Il Giudice di merito ha, infatti, aggiunto che il richiamo da parte della normativa emergenziale di cui all’art. 3 della L. n. 604/1966 per individuare la tipologia del licenziamento interessato dal divieto, ovverosia il licenziamo per g.m.o., “è diretto soltanto ad individuare sulla base della motivazione della intimazione di recesso la tipologia di licenziamento investito dal divieto, ossia il licenziamento per motivi oggettivi”.
Pertanto, a nulla rileva chi siano i destinatari della normativa sui licenziamenti (L. n. 604/1966), ovverosia soltanto operai, impiegati e quadri (art. 10, L. n. 604/1966), poiché la ratio del legislatore durante il periodo emergenziale è stata quella di vietare qualsivoglia licenziamento “economico”. Ed infatti, il richiamo specifico effettuato dall’art. 14 della L. n. 104/2020 è solamente all’art. 3 e non integralmente alla L. n. 604/1966.A ciò si aggiunga che i dirigenti sono pacificamente soggetti alla disciplina legale dei licenziamenti collettivi (art. 24 L. n. 223/1991).
Del resto, prosegue il Tribunale, apparirebbe illogica l’esclusione del licenziamento economico individuale del dirigente dal campo di applicazione del blocco di cui al quadro normativo emergenziale, nel quale risulterebbe invece incluso il licenziamento collettivo del medesimo. Tale conclusione è altresì supportata dall’applicazione anche ai dirigenti del regime sanzionatorio della tutela reale (art. 18, commi 1 e 3, della L. 300/1970) in caso di nullità del licenziamento poiché intimato in violazione di un espresso divieto previsto da una norma imperativa. Peraltro, il Giudice di merito ha richiamato anche il principio secondo cui il licenziamento di un dirigente deve essere supportato da un giustificato motivo in virtù di quel principio generale di cui all’art. 1 della Legge n. 604/1966 “Difatti la giustificatezza oggettiva, di fonte contrattuale che integra la giustificazione oggettiva dei licenziamenti dei dirigenti, è in rapporto di continenza rispetto al meno ampio giustificato motivo oggettivo”. Peraltro, l’esclusione dei dirigenti dal sopra menzionato divieto risulterebbe incoerente con una lettura costituzionalmente orientata della disciplina in relazione al principio di uguaglianza, anche sotto il profilo della ragionevolezza.
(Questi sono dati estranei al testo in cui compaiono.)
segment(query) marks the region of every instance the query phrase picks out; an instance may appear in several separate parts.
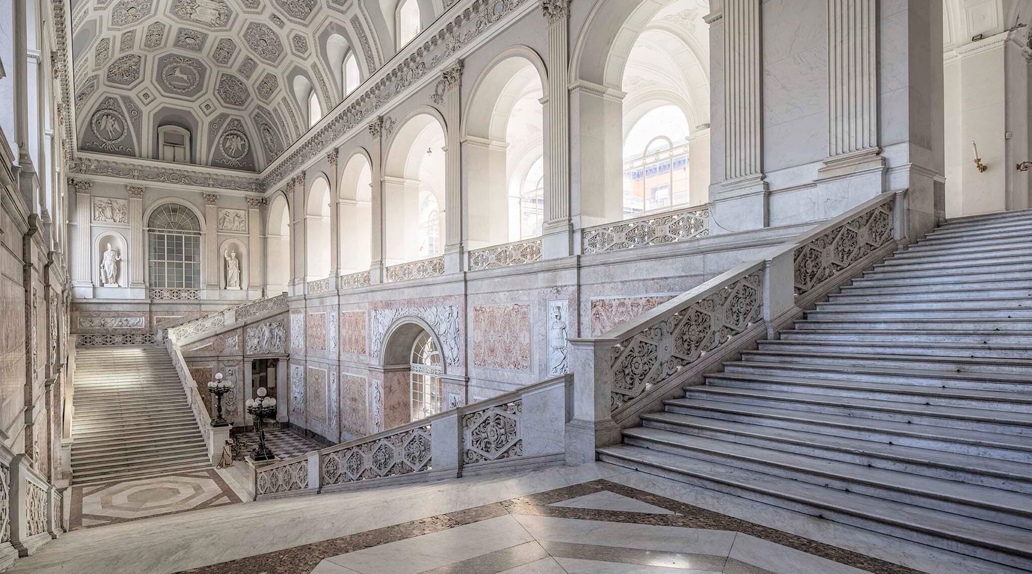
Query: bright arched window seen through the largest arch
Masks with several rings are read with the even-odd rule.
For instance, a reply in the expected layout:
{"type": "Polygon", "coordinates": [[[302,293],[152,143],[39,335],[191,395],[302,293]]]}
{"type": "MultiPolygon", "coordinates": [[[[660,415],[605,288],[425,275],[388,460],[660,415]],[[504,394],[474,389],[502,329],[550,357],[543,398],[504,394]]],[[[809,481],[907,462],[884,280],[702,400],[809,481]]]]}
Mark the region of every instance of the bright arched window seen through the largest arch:
{"type": "Polygon", "coordinates": [[[688,203],[688,128],[673,105],[638,121],[624,141],[623,215],[636,217],[688,203]]]}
A tal proposito, il Tribunale ha richiamato il principio di diritto ormai consolidato della Suprema Corte in base al quale per i dirigenti si possono ammettere dei trattamenti differenti “sempreché si tratti di situazioni idonee a giustificare un regime eccezionale, con riguardo ad altri apprezzabili interessi e comunque non vengano superati i limiti della ragionevolezza”.
La pronuncia in argomento si inserisce all’interno di un vivace contrasto giurisprudenziale, in cui si sono registrati orientamenti contrastanti. Infatti, il Tribunale di Roma, con ordinanza del 26 febbraio 2021, ha inizialmente dichiarato illegittimo il licenziamento individuale per motivi economici irrogato ad un dirigente durante il periodo emergenziale per poi legittimare tale tipologia di licenziamento con una diversa pronuncia del successivo 19 aprile 2021.